Pour la première fois, le progrès pathologique complet de la sclérose en plaques a été documenté, exposant les processus inflammatoires et neurodégénératifs au travail.

Les mécanismes derrière les étapes avancées de la sclérose en plaques ne sont pas entièrement compris, et les traitements existants ont un effet très limité sur les patients avec des versions avancées de la maladie.

Dans la sclérose en plaques (MS), les couches isolantes des fibres nerveuses sont détruites par une inflammation chronique du système nerveux. Cependant, les mécanismes derrière les étapes avancées de la maladie ne sont pas entièrement compris, et les traitements existants ont un effet très limité sur les patients atteints de SP avancée.

La question de savoir si la MS est causée par un pathogène infectieux encore inconnu ou une réponse auto-immune n'a pas encore été établie. Environ 2,5 millions de personnes sont affectées par la condition mondiale.

Avant cette nouvelle étude, les chercheurs avaient adopté deux approches pour catégoriser MS. Une de ces approches était de penser à la SP comme une maladie du système nerveux qui cause une inflammation responsable des dommages neurodégénératifs. L'autre approche était de penser à la sclérose en plaques comme une maladie qui passe d'une maladie inflammatoire à une neurodégénérative.

La nouvelle étude - menée par des chercheurs de l'Université médicale de Vienne en Autriche et publiée en The Lancet Neurology - suggère que le processus inflammatoire entraîne la maladie d'un début à l'autre, le processus neurodégénératif se produisant dans la phase progressive de la SEP.

Dans cette phase ultérieure de la condition, les chercheurs élaborent, des "mécanismes d'amplification" sont déclenchés. Ces mécanismes provoquent un cycle destructeur qui cause des dégâts croissants.

Par exemple, les dommages causés au cerveau activent les cellules microgliales, qui, avec la formation de radicaux oxygène détruisant les lipides, conduisent la maladie vers l'avant. Les dommages causés aux mitochondries - les "centrales électriques" des cellules du cerveau provoquent des dégâts supplémentaires.

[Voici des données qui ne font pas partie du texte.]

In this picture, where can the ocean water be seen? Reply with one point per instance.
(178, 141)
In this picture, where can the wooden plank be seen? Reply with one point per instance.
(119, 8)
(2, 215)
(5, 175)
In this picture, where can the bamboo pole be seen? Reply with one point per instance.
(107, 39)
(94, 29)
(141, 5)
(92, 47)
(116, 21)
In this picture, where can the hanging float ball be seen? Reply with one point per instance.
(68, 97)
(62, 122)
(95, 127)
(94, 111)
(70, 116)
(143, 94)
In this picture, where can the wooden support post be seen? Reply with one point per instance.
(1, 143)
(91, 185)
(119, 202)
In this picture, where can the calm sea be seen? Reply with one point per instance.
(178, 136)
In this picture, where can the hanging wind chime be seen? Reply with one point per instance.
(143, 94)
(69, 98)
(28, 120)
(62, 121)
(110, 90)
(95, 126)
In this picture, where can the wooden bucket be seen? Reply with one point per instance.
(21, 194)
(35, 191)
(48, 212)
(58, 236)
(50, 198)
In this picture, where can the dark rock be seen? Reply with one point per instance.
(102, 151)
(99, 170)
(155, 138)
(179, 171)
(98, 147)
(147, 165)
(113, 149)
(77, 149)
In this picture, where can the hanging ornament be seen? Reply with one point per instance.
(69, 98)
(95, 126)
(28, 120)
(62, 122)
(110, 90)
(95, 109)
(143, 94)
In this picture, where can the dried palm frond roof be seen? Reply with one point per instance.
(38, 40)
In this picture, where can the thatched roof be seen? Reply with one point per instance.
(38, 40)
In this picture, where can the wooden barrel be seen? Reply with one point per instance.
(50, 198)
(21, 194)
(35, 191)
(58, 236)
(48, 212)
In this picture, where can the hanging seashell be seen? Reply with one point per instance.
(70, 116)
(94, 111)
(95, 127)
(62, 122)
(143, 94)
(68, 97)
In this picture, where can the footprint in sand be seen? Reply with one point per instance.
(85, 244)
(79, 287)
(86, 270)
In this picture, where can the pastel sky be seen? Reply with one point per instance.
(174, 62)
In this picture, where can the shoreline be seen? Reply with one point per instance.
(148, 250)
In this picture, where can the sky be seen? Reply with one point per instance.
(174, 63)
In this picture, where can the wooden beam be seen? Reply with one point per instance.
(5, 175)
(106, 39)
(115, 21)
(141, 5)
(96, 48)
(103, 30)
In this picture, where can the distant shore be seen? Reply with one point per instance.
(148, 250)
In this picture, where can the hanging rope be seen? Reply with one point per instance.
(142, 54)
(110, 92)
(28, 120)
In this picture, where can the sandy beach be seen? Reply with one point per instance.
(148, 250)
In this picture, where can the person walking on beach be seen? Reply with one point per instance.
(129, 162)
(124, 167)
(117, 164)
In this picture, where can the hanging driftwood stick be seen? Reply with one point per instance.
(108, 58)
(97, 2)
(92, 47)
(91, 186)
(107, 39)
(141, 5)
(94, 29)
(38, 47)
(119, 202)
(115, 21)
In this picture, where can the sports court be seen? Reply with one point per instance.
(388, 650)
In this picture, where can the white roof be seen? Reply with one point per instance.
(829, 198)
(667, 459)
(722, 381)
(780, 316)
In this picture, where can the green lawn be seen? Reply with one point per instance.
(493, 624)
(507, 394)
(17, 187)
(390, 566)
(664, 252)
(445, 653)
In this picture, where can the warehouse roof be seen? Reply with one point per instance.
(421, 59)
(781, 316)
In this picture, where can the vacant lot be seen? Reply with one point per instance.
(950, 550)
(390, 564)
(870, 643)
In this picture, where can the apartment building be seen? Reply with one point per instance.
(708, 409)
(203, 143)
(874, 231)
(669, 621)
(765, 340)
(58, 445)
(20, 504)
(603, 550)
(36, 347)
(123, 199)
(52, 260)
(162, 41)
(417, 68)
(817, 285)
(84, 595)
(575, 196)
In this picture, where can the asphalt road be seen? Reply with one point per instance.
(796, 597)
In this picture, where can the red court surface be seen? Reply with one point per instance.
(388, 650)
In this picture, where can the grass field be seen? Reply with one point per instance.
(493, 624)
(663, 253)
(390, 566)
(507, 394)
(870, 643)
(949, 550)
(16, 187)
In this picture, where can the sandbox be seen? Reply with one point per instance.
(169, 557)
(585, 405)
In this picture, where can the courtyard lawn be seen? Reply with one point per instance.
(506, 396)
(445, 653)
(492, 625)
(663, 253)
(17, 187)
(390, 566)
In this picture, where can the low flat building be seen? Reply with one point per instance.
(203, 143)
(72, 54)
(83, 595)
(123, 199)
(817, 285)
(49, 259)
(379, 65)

Le chef d'étude Hans Lassmann, responsable du département de neuro-immunologie de l'Université médicale de Vienne, explique les résultats:

Le processus inflammatoire, qui peut être traité efficacement dans les premiers stades, devient moins prononcé avec l'âge. Cependant, le dégât neurodégénératif augmente. Cela explique également pourquoi les médicaments qui fonctionnent d'abord bien plus tard perdent leur efficacité ».

Une nouvelle compréhension de la MME entraînera de nouveaux traitements

Lassmann estime que la documentation de ces mécanismes entraînera de nouveaux traitements de la SP.

"Tout d'abord," commence-t-il ", des médicaments pourraient être développés qui ont un effet anti-inflammatoire dans le cerveau, non seulement en supprimant la réponse de la défense dans le sang et les organes lymphatiques. Deuxièmement, des traitements neuroprotecteurs pourraient être développés qui bloquent de manière préventive les mécanismes d'amplification Et les dommages aux mitochondries, empêchant ainsi les dommages consécutifs ".

Des études impliquant de nouveaux médicaments potentiels basées sur les données recueillies dans cette étude sont déjà en cours. Cependant, les résultats ne seront pas publics pendant au moins 5 ans.

"Je crois fermement que dans un avenir prévisible, alors dans les 5 à 10 prochaines années, nous réussirons à combattre les mécanismes d'amplification et ralentissons progressivement la phase progressive", affirme Lassmann.

En plus de suggérer de nouveaux traitements pour la sclérose en plaques, les résultats permettent de mieux comprendre le processus de vieillissement naturel du cerveau et ont également des répercussions sur d'autres maladies neurodégénératives telles que la maladie d'Alzheimer et la maladie de Parkinson.

Récemment, Medical-Diag.com A examiné une étude publiée dans le Journal of Neurology, Neurochirurgie et psychiatrie Qui a étudié le potentiel d'une bactérie commune pour réduire le risque de SEP chez les femmes. Et en 2014, une autre étude dans ce journal a révélé un lien entre la consommation de sel et les symptômes élevés de la SEP.